Türkiye’de 1981’den beri 24 Kasım’da Öğretmenler Günü kutlanmaktadır. Öğretmenler Günü kutlama kararları, 26 Kasım 1992’de Resmi Gazete’de yayımlanarak yürürlüğe girdi. Sonra, Milli Eğitim Bakanlığı Öğretmenler Günü Kutlama Yönetmeliği çerçevesinde gerçekleşen 24 Kasım Öğretmenler Günü bu yıl da birbirinden renkli etkinliklere sahne oldu. Her okul, kendi bünyesinde düzenlediği törenlerle öğretmenleri mutlu etti. Öğrenciler ve velilerde kendi aralarında toplanıp, sevdikleri, saydıkları, güven duydukları, saygı duydukları öğretmenlerine yönelik kutlamalar yaptı.

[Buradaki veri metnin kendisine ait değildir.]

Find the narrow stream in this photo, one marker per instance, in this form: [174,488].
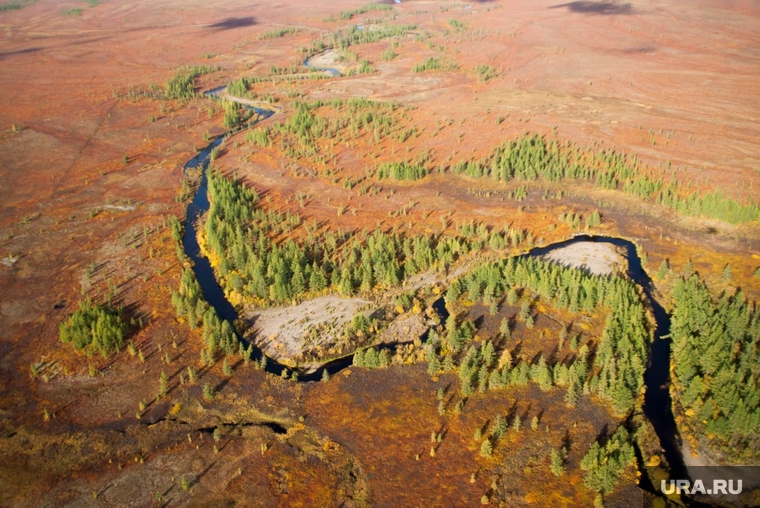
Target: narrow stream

Öğretmenler Günü ile ilgili kutlamalar, 26 Kasım 1992’de Resmi Gazete’de yayınlanarak yürürlüğe giren Öğretmenler Günü Kutlama Yönetmeliği çerçevesinde gerçekleşir. Pek çok ülkede 1994’ten beri her yıl 5 Ekim günü UNESCO tavsiyesiyle Öğretmenler Günü olarak kutlanmaktadır. 5 Ekim günü, 1966 yılında Paris’te gerçekleşen “Öğretmenlerin Statüsü Hükümetler arası Özel Konferansı”nın sona erip UNESCO temsilcileri ile ILO tarafından “Öğretmenlerin Statüsü Tavsiyesi” ni oybirliği ile kabul edilişinin yıl dönümüdür.
Öğrenmenin yaşı yoktur. Dinimizde de öğrenme ile ilgili olarak pek çok ayet ve hadis mevcuttur. İnandığımız İslam Dininin kitabı Kuran-ı Kerim “oku” diye başlamaktadır. Bu nedenle de okumanın önemi, öğrenmenin önemi bizler için hayatın her aşamasında büyük önem taşımaktadır.
Allah, sağlık, sıhhat ve mutlu yaşamaya izin versin. Öğretmenlerimiz var oldukça bizler, çocuklarımızın yetiştirilmesinde karşılaştığımız pek çok konudaki sıkıntıları kendiliğinden aşıyoruz. Aile içindeki eğitimde çocukların anne ve babalarına yönelik yakınlaşmaları nedeniyle pek çok konuda gerekli eğitimler verilemiyor. Verilse bile çocuklar aileden gelen eğitimi ile okulda edindikleri eğitimleri arasında dağlar kadar fark var.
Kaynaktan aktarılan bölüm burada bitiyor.